Séparés entre eux par la perte générale de tout langage adéquat aux faits, perte qui leur interdit le moindre dialogue, séparés par leur incessante concurrence, toujours pressés par le fouet, dans la consommation ostentatoire du néant, et donc séparés par l'envie la moins fondée et la moins capable de trouver quelque satisfaction, ils sont même séparés de leurs propres enfants, naguère encore la seule propriété de ceux qui n'ont rien.
On leur enlève, en bas âge, le contrôle de ces enfants, déjà leurs rivaux, qui n'écoutent plus du tout les opinions informes de leurs parents, et sourient de leur échec flagrant, méprisent non sans raison leur origine, et se sentent bien davantage les fils du spectacle régnant que ceux de ces domestiques qui les ont par hasard engendrés. Ils se rêvent les métis de ces nègres-là. Derrière la façade du ravissement simulé, dans ces couples, comme entre eux et leur progéniture, on n'échange que des regards de haine.


Cependant, ces travailleurs privilégiés de la société marchande accomplie ne ressemblent pas aux esclaves en ce sens qu'ils doivent pourvoir eux-mêmes à leur entretien.
Leur statut peut être plutôt comparé au servage, parce qu'ils sont exclusivement attachés à une entreprise et à sa bonne marche, quoique sans réciprocité en leur faveur, et surtout parce qu'ils sont étroitement astreints à résider dans un espace unique, le même circuit des domiciles, bureaux, autoroutes, vacances et aéroports toujours identiques.


Mais ils ressemblent aussi aux prolétaires modernes par l'insécurité de leurs ressources, qui est en contradiction avec la routine programmée de leur dépense, et par le fait qu'il leur faut se louer sur un marché libre, sans rien posséder de leurs instruments de travail, par le fait qu'ils ont besoin d'argent.
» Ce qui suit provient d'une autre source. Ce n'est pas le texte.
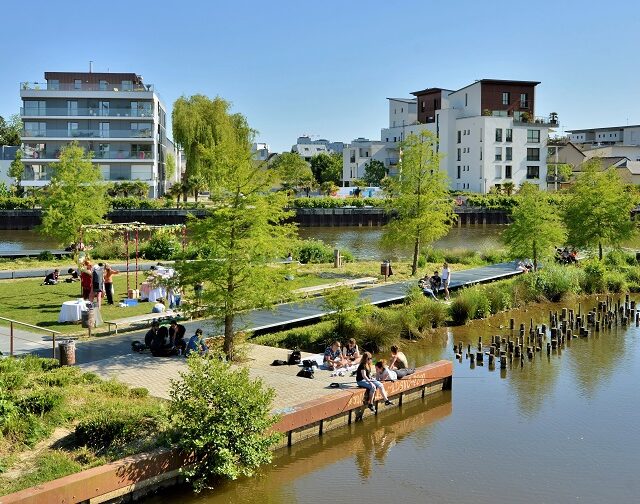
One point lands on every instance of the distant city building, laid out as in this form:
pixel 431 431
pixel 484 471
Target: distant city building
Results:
pixel 488 132
pixel 116 116
pixel 308 148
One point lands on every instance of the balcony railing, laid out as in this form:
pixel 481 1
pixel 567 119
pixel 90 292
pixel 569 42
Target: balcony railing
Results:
pixel 83 133
pixel 85 111
pixel 85 86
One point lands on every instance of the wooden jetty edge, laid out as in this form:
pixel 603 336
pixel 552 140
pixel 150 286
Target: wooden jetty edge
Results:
pixel 135 476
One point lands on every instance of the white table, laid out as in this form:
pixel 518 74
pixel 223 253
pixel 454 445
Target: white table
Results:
pixel 71 311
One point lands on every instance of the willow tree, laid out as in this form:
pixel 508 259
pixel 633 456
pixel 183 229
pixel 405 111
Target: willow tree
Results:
pixel 242 234
pixel 76 196
pixel 421 206
pixel 536 227
pixel 598 209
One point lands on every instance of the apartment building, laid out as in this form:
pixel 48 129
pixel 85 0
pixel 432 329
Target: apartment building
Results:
pixel 116 116
pixel 488 132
Il leur faut acheter des marchandises et on a fait en sorte qu'il ne puisse leur rester de contact avec rien qui ne soit une marchandise.


Habitant 7 en homme du XVIIe s. (Commentaires p.1597)
(III.) Le changement qui a le plus d’importance, dans tout ce qui s’est passé depuis vingt ans, réside dans la continuité même du spectacle. Cette importance ne tient pas au perfectionnement de son instrumentation médiatique, qui avait déjà auparavant atteint un stade de développement très avancé : c’est tout simplement que la domination spectaculaire ait pu élever une génération pliée à ses lois.
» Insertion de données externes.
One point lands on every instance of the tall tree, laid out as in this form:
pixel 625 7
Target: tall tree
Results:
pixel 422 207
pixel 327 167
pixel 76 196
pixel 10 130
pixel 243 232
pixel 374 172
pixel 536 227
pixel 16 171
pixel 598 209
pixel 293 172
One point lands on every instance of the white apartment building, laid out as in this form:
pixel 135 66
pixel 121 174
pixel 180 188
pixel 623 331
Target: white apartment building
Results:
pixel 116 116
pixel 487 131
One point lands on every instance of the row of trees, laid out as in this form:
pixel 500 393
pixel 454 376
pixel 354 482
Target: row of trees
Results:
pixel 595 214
Habitant 1 (Commentaires p.1605) (VIII.) Partout où règne le spectacle, les seules forces organisées sont celles qui veulent le spectacle.


Habitant 2 (Commentaires p.1605) Aucune ne peut donc plus être ennemie de ce qui existe, ni transgresser l’omertà qui concerne tout.


Habitant 3 (Commentaires p.1605) On en a fini avec cette inquiétante conception, qui avait dominé durant plus de deux cents ans, selon laquelle une société pouvait être critiquable et transformable, réformée ou révolutionnée.


Habitant 4 (Commentaires p.1605) Et cela n’a pas été obtenu par l’apparition d’arguments nouveaux, mais tout simplement parce que les arguments sont devenus inutiles.


Habitant 5 (Commentaires p.1605) À ce résultat, on mesurera, plutôt que le bonheur général, la force redoutable des réseaux de la tyrannie.


Habitant 1 (Commentaires p.1605) Jamais censure n’a été plus parfaite.


Habitant 2 (Commentaires p.1605) Jamais l’opinion de ceux à qui l’on fait croire encore, dans quelques pays, qu’ils sont restés des citoyens libres, n’a été moins autorisée à se faire connaître, chaque fois qu’il s’agit d’un choix qui affectera leur vie réelle.


Habitant 3 (Commentaires p.1606) Jamais il n’a été permis de leur mentir avec une si parfaite absence de conséquence.


Habitant 4 (Commentaires p. 1606) Le spectateur est seulement censé ignorer tout, ne mériter rien.


Habitant 5 (Commentaires p. 1606) Qui regarde toujours, pour savoir la suite, n’agira jamais : et tel doit bien être le spectateur.